On the other hand, giant viruses appear to carry countermeasures against silencing, including viral-encoded DNA methyltransferases and histone demethylases that may protect the endogenized viruses from the host chromatin.[23]
Once endogenized, a viral sequence may undergo progressive genomic erosion. Spliceosomal introns accumulate in viral genes, transposable elements invade the inserted region, and core viral genes may become lost or duplicated through chromosomal rearrangements.[24][23] Retained genes exhibit high Ka/Ks ratios ratios compared to free-living homologs, whereas introns and protein-coding genes can be shared with flanking genomic regions, and can lead to gradual assimiliton through negative selection[24][24]
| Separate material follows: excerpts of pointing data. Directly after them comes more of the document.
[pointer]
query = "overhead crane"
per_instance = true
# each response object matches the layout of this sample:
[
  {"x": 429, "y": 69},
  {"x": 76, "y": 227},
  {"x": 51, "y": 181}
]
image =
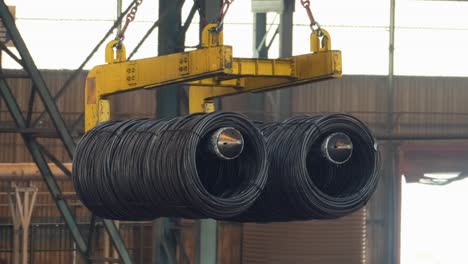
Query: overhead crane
[{"x": 210, "y": 72}]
Despite this, the amount of genetic material introduced by the endogenization of giant viruses in eukaryotes (such as Amoebidium)[25] can become a potential source of evolutionary novelty, just as with more commonly endogenized viruses. Giant virus-derived genes have been identified outside their endogenous viral regions while simultaneously exhibiting normal methylation patterns, having presumably been co-opted by their hosts.[21] Study of the endogenization of giant viruses, combined with their unique properties, has helped lend credence the hypothesis of viral eukaryogenesis.[26]
Virophages
[edit]Virophages are small dsDNA viruses that parasitize giant viruses. Virophage genomes can undergo endogenization into those of single-celled eukaryotes, and then reactivate upon infection by a giant virus, thereby providing a form of inducible antiviral defense.[27] They encode integrase related to those of Polinton elements, integration is non site-specific and can occur in the nuclear genome of their host in various chromosomal positions, where they produce silent provirophages.[28] Some virophages carry a second integration enzyme, a tyrosine recombinase, suggesting independent acquisitions of integration capacity across lineages.[29]
Effect
[edit]Endogenization of viral elements typically creates non-functional relics that accumulate mutations and persist by neutral drift, with their original coding capacity eroded.[5][1] Still, a subset has been exapted for host functions, usually retroviral sequences. endogenous bornavirus-like nucleoproteins have been proposed to interfere with replication of exogenous bornaviruses, representing a form of inheritable antiviral immunity created by past infections.[2][8] Aberrant reactivation of silenced EVEs has been associated with autoimmune and inflammatory conditions in vertebrates, although establishing certain causality remains a challenge in medical research.[5][30]